Running Java workloads is very important for most CPUs these days, and both ARM and Intel consult with the Java team on new features (although Java's needs aren't much different from those of C++). But while you're right that with modern JITs, executing Java bytecode directly isn't too helpful, our concurrent collectors are already very efficient (they could, perhaps, take advantage of new address masking features).

I think there's some disconnect between how people imagine GCs work and how the JVMs newest garbage collectors actually work. Rather than exacting a performance cost, they're more often a performance boost compared to more manual or eager memory management techniques, especially for the workloads of large, concurrent servers.
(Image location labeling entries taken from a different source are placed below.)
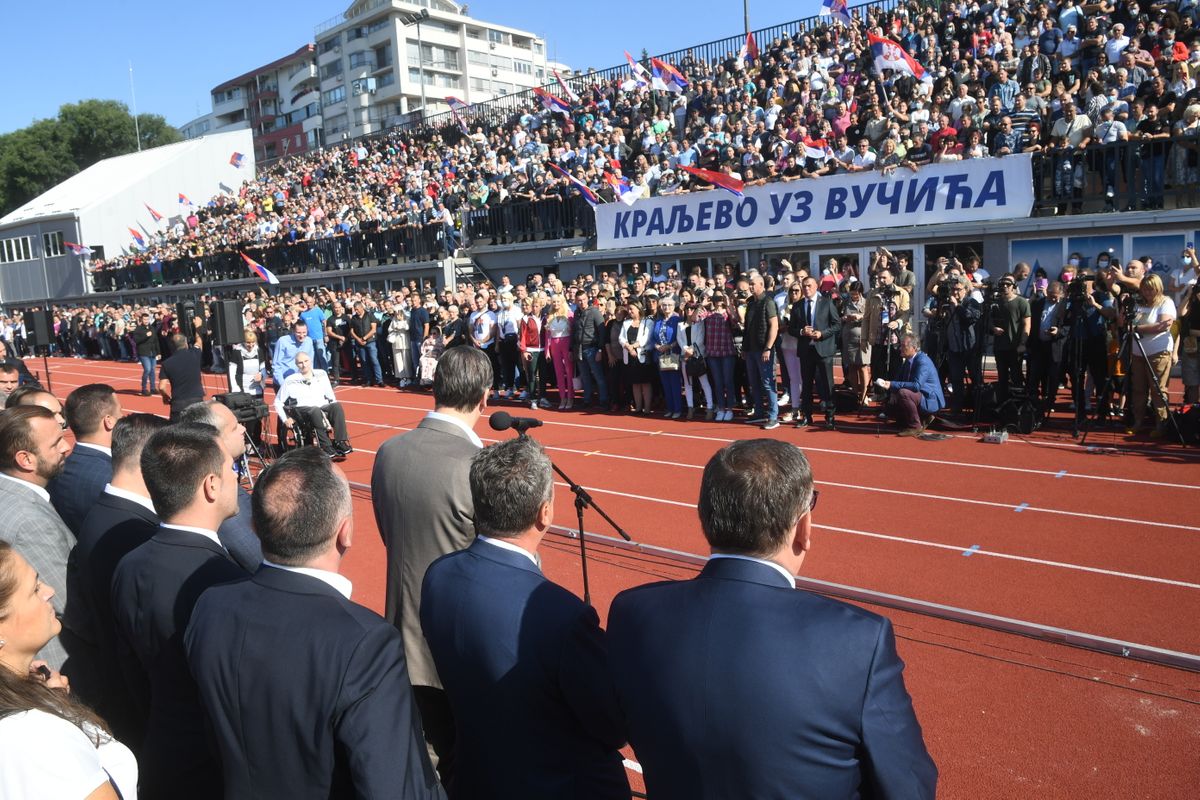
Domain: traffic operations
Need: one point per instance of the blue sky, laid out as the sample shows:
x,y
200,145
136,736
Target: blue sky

The only real cost is in memory footprint, but even that is often misunderstood, as covered beautifully in this recent ISMM talk (that I would recommend to anyone interested in memory management of any kind): https://youtu.be/mLNFVNXbw7I. The key is that moving-tracing collectors can turn available RAM into CPU cycles, and some memory management techniques under-utilise available RAM.

drob518 3 hours ago | parent | next [-]

So, the guys at Azul actually had this sort of business plan back in 2005, but they found that it was unsustainable and turned their attention to the software side, where they have done great work. I remember having a discussion with someone about Java processors and my common was just “Lisp machines.” It’s very difficult to outperform code running on commodity processor architectures. That train is so big and moving so fast, you really have to pick your niche (e.g. GPUs) to deliver something that outperforms it. Too much investment ($$$ and brainpower) flowing that direction. Even if you’re successful for one generation, you need to grow sales and have multiple designs in the pipeline at once. It’s nearly impossible.

That said, I do see opportunities to add “assistance hardware” to commodity architectures. Given the massive shift to managed runtimes, all of which use GC, over the last couple decades, it’s shocking to me that nobody has added a “store barrier” instruction or something like that. You don’t need to process Java in hardware or even do full GC in hardware, but there are little helps you could give that would make a big difference, similar to what was done with “multimedia” and crypto instructions in x86 originally.

xmcqdpt2 2 hours ago | parent | prev [-]

> The only real cost is in memory footprint

There are also load and store barriers which add work when accessing objects from the heap. In many cases, adding work in the parallel path is good if it allows you to avoid single-threaded sections, but not in all cases. Single-threaded programs with a lot of reads can be pretty significantly impacted by barriers,

https://rodrigo-bruno.github.io/mentoring/77998-Carlos-Gonca...

The Parallel GC is still useful sometimes!